Tipsheet

Here's A Great Way To Put Women At A Disadvantage In The Workplace

Twenty weeks of mandatory paid maternity leave. That' what the Womens’ Rights Committee of the European Parliament has proposed as the standard across the continent.

The issue of maternity leave has always been a quandary for me. How do you reconcile a working, childbearing woman's family obligations with the obligations she has to her employer? There is no single answer, but some amount of maternity leave that doesn't harm her standing in the company may be part of the solution.

Twenty weeks of mandatory paid leave is not the answer, however. I can just see it now: A newly-married, late-twentysomething woman walks into a job interview, and a man in a similar state of life applies for the same gig. Why hire someone who you could be forced to pay, for over four months, while they produce nothing for the company?

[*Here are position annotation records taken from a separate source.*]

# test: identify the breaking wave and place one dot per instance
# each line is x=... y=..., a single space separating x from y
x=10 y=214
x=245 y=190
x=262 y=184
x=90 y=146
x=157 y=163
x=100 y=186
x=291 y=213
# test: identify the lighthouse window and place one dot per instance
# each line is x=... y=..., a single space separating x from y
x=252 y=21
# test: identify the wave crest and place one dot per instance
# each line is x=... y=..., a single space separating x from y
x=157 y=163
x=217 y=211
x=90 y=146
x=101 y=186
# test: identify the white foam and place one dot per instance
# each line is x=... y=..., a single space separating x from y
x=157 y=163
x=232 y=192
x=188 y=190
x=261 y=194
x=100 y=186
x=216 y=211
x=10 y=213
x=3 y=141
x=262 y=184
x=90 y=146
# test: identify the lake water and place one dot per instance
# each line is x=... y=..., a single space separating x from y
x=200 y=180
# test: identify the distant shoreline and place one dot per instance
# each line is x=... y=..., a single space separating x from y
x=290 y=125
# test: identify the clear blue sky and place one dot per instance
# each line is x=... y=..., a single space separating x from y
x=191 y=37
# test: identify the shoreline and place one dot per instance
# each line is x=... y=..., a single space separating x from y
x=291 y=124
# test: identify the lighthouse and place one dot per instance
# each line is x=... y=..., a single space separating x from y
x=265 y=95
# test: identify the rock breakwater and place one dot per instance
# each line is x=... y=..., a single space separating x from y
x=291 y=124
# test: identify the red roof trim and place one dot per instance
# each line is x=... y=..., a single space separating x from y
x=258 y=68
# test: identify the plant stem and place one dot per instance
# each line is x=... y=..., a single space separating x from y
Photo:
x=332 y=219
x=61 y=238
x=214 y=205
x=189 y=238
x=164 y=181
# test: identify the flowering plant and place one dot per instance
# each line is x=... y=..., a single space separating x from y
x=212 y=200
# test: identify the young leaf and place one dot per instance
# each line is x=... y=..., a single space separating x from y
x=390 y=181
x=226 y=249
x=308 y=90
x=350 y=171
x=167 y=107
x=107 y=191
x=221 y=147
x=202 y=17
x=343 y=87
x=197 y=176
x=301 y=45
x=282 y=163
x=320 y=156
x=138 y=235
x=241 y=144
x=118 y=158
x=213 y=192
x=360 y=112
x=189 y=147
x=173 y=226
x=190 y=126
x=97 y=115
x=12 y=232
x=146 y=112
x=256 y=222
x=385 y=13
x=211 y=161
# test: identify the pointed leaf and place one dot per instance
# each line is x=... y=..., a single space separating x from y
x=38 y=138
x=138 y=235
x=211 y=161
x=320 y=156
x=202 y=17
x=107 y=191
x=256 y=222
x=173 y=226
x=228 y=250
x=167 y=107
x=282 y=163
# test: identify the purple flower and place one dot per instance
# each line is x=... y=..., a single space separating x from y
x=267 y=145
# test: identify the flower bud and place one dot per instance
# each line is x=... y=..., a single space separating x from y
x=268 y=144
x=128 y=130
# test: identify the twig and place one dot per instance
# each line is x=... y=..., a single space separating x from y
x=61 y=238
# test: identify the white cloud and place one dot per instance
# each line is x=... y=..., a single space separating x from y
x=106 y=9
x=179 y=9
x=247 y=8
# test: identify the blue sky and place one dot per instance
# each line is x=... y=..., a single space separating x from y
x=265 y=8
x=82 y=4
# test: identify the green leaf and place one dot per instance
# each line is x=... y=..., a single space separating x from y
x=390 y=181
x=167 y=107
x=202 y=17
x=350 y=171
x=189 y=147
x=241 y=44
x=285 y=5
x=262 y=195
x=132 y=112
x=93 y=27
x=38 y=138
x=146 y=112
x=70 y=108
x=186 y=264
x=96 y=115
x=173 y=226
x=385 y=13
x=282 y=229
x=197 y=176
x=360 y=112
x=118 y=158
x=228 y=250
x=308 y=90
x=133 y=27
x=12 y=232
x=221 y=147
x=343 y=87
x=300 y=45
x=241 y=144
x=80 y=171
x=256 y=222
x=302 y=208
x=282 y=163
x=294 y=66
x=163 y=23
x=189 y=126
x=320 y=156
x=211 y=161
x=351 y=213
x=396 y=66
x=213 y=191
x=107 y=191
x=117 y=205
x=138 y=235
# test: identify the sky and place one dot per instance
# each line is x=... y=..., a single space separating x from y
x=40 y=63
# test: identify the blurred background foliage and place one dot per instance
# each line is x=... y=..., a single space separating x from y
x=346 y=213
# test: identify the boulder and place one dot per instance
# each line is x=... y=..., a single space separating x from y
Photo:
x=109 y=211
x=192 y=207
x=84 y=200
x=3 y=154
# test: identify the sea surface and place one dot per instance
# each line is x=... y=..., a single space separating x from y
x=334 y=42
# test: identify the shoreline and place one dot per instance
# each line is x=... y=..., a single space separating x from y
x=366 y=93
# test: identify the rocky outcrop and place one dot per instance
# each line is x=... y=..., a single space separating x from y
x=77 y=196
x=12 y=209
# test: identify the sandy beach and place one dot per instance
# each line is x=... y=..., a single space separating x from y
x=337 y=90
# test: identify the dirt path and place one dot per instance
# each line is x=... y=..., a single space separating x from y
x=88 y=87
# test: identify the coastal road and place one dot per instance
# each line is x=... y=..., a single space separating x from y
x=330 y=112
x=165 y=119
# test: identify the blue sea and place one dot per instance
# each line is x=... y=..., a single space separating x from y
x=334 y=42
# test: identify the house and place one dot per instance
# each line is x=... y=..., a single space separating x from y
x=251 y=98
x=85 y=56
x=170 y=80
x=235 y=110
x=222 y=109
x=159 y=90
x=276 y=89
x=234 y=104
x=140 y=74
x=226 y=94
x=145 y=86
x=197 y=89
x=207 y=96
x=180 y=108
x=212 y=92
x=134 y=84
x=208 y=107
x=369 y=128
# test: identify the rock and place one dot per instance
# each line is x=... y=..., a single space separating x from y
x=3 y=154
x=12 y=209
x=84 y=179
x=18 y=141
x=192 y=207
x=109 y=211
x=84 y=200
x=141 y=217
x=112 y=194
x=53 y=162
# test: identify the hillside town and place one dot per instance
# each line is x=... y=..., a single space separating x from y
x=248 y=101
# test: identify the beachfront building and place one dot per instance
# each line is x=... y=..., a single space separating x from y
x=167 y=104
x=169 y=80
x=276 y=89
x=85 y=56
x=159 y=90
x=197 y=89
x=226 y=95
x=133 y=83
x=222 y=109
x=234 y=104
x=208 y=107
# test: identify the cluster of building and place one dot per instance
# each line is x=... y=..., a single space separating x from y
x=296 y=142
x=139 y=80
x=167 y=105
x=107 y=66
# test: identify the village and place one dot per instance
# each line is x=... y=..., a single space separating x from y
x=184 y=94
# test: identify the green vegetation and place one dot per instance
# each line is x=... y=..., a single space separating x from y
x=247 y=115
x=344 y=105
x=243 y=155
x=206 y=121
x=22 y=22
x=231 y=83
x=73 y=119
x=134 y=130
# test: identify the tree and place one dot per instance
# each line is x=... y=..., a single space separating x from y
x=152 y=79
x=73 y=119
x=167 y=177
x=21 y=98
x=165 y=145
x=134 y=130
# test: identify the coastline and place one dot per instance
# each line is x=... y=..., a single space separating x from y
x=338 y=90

Here's what the government needs to do: stay out of it. Let women work their way up the corporate ladder by using the marketplace as a guide. Coping with the realities of the workplace and the realities of your home life are some of the hardest issues men and women ever deal with. But mandating leave prohibits any other number of normal family-care solutions from happening organically, such as men staying home, women working part-time, childbearing couples moving closer to other family who can care for their offspring, child-care co-op arrangements, day care, or simply making the hard choice not to work for a while.